16 ottobre 2016 | 29a Domenica T. Ordinario Anno C | Appunti per Lectio
1ª LETTURA: Es 17,8-13

Chi è questo Amalèk? Ogni tanto nella Bibbia spuntano i nemici: Amalèk, Babilonia, Edom, Moab...
Soprattutto quando cantiamo i Salmi molte volte troviamo i nemici. Gli autori biblici vedono in queste nazioni dei simboli del male, pur sapendo che il male sta al di sopra di Amalèk, di Edom, di Moab. L'"empio", il nemico non è mai la tal persona o il tal popolo, ma è l'antiMessia.
Sono importanti i Salmi che parlano dei nemici: non è mai un nemico personale quello dei Salmi, anche se il salmo fosse stato composto in occasione di una situazione storica precisa.
Quando un salmo entra nella Bibbia, riguarda la "causa di Dio". Il "male" è una potenza più forte degli uomini, perciò non può essere vinto con le sole forze umane.
Le mani alzate di Mosè fanno vincere Israele. Emerge chiaro il ruolo della preghiera, il servizio "sociale" della preghiera, servizio primario, insostituibile. Se cessa la preghiera, vince Amalèk, avanza il male. La preghiera tiene il male in scacco.
Mosè si stanca: ha bisogno di essere aiutato. Pregare è lottare, è agonizzare. È una battaglia corpo a corpo con Satana. Dice la lettera agli Efesini al cap. 6: "Indossate l'armatura di Dio, per poter resistere alle insidie del diavolo. La nostra lotta infatti non è contro la carne e il sangue, ma contro i Principati e le Potenze, contro i dominatori di questo mondo tenebroso, contro gli spiriti del male...".
Quando certe espressioni dei Salmi ci turbano, proviamo a rivolgerle contro i mostri che portiamo dentro: orgoglio, invidia, ira, pigrizia... Le sentiremo efficaci, necessarie e non ci scandalizzeranno più!

VANGELO: Lc 18,1-8

"Signore, Dio della mia salvezza, davanti a te grido giorno e notte", canta il Salmo 88/87.
Questa vedova è figura di chi grida giorno e notte. Se questo giudice iniquo cede di fronte all'insistenza di questa vedova, che cosa non farà Dio, che è il difensore degli orfani, delle vedove, dei poveri, cosa non farà per i suoi eletti che gridano giorno e notte verso di lui?
È una parabola dice Luca sulla "necessità" di pregare sempre, senza "stancarsi".
Necessità: non dice utilità, opportunità, vantaggio, ma "necessità", quindi questione di vita o di morte.
Pregare sempre, giorno e notte.
Cioè ventiquattro ore su ventiquattro.
La preghiera, per Luca, non è un episodio, ma la stessa esistenza del credente.
Senza stancarsi: si suppone che uno si stanchi, Gesù lo sa. Gli apostoli dormono nel Getsemani "per la tristezza".
È un sonno fuga, come ci fa notare Luca. La preghiera è un combattimento, un "agone". Luca, solo lui, usa il verbo boá (da cui viene la parola italiana "boato"). La preghiera non viene presentata come una specie di estasi in cui il discepolo si perde; ma come un'urgenza di gridare. Un'impresa difficile!

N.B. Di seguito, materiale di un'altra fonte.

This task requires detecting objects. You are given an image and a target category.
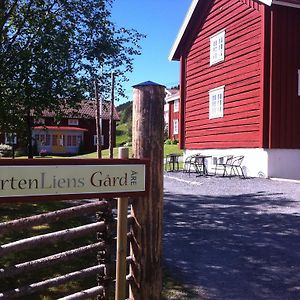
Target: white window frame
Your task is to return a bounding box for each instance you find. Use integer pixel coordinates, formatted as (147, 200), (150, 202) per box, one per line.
(174, 99), (179, 112)
(173, 119), (179, 134)
(5, 133), (17, 145)
(68, 119), (79, 126)
(94, 134), (104, 146)
(210, 30), (225, 66)
(34, 118), (45, 125)
(298, 69), (300, 96)
(208, 85), (225, 119)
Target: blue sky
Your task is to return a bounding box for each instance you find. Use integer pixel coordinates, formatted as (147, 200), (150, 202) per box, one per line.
(112, 0), (192, 105)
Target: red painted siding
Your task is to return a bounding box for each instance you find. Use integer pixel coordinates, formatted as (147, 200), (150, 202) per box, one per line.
(169, 101), (179, 140)
(270, 5), (300, 149)
(182, 0), (263, 149)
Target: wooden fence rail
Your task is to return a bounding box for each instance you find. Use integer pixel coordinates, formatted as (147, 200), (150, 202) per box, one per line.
(0, 199), (115, 300)
(0, 242), (105, 279)
(0, 222), (105, 255)
(0, 201), (106, 234)
(0, 265), (105, 300)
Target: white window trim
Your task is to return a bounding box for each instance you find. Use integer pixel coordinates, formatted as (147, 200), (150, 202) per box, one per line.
(174, 99), (179, 112)
(298, 70), (300, 96)
(210, 29), (225, 66)
(173, 119), (179, 134)
(5, 133), (17, 145)
(208, 85), (225, 119)
(68, 119), (79, 126)
(94, 135), (104, 146)
(34, 118), (45, 125)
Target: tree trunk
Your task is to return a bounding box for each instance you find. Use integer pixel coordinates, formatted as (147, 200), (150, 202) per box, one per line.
(27, 109), (33, 158)
(130, 82), (165, 300)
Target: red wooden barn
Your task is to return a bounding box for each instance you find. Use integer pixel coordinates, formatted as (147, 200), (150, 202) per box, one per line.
(170, 0), (300, 179)
(164, 88), (179, 141)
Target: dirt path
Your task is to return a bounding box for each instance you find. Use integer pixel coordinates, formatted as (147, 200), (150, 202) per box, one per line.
(164, 173), (300, 300)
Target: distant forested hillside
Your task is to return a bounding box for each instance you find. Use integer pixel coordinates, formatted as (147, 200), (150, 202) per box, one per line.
(116, 101), (132, 124)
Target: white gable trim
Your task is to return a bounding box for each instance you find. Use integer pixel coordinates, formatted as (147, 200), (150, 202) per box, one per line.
(259, 0), (272, 6)
(272, 0), (300, 8)
(169, 0), (200, 61)
(169, 0), (300, 61)
(166, 94), (179, 102)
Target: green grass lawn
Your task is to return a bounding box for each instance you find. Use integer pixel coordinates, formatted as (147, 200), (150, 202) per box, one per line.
(116, 123), (129, 146)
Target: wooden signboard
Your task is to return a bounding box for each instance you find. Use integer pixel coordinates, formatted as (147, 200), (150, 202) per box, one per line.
(0, 159), (148, 202)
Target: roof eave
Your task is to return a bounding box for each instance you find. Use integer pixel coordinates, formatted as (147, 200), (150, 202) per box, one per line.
(169, 0), (300, 61)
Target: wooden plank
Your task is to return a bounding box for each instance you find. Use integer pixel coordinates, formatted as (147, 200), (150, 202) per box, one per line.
(115, 148), (129, 300)
(130, 85), (165, 300)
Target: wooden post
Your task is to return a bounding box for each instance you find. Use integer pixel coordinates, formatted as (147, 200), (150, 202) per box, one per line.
(109, 72), (115, 159)
(94, 80), (102, 158)
(115, 147), (129, 300)
(130, 82), (165, 300)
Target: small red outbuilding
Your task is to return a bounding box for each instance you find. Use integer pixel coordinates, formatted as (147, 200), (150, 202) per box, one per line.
(170, 0), (300, 179)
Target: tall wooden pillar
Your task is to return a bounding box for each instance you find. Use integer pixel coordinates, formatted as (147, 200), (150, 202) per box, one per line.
(130, 82), (165, 300)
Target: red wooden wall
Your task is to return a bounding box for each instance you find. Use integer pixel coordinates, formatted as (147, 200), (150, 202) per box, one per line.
(181, 0), (263, 149)
(270, 5), (300, 149)
(169, 101), (179, 140)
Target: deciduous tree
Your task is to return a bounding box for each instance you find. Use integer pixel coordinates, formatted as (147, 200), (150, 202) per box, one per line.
(0, 0), (142, 156)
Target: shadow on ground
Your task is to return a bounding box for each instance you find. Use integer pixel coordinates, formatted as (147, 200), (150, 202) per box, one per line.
(164, 192), (300, 300)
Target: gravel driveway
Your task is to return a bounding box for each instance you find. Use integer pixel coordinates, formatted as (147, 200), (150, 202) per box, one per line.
(164, 172), (300, 300)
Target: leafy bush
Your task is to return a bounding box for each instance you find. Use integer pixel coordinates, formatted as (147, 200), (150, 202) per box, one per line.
(0, 144), (12, 157)
(15, 148), (27, 157)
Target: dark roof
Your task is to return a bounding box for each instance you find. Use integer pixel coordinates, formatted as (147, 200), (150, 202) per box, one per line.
(132, 81), (164, 87)
(169, 0), (300, 60)
(43, 100), (120, 121)
(33, 126), (88, 131)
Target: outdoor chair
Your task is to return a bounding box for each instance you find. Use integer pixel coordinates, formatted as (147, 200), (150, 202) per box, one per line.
(183, 153), (200, 174)
(219, 156), (245, 178)
(165, 153), (180, 171)
(214, 155), (233, 176)
(230, 156), (245, 178)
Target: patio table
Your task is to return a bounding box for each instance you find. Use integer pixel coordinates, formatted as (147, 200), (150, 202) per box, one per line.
(165, 153), (180, 171)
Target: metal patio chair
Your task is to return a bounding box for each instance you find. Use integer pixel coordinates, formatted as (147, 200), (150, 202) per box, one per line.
(183, 153), (200, 174)
(214, 155), (233, 176)
(230, 155), (245, 178)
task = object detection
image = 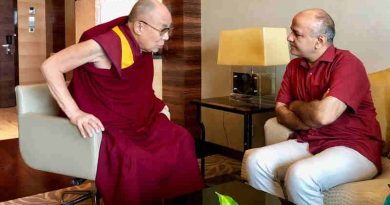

Questa vedova rappresenta il povero, l'umile che si rivolge a Dio, ma è anche il popolo di Dio, pellegrino nel deserto della storia, è la Chiesa.
"Fammi giustizia contro il mio avversario". Chi è questo "avversario"? È l'antico avversario, il nemico dell'uomo, l'anti-giusto, l'anti-Messia, l'anti-salvezza.
Per piegare il mondo satanico occorre la preghiera continua. La vedova "andava" dal giudice: il verbo all'imperfetto indica un'azione prolungata. È in sintonia con la parabola dei "tre pani" (Lc 11).
La Chiesa tiene alte le braccia, come Mosè, perché trionfi la giustizia, la verità, perché venga il Regno di Dio. La Liturgia delle Ore, che è come un prolungamento dell'Eucaristia, ritma il giorno e la notte della Chiesa orante: è la preghiera di Cristo che continua nella storia.
"Pregate incessantemente", dice Paolo ai Tessalonicesi (1 Ts 5,17): un versetto che ha folgorato i santi.
La preghiera dunque non è un fatto intimistico, ma ha una portata storica, cosmica. Anche la preghiera personale. La preghiera dei santi anticipa l'ora della salvezza.
È la preghiera di Maria alle nozze di Cana.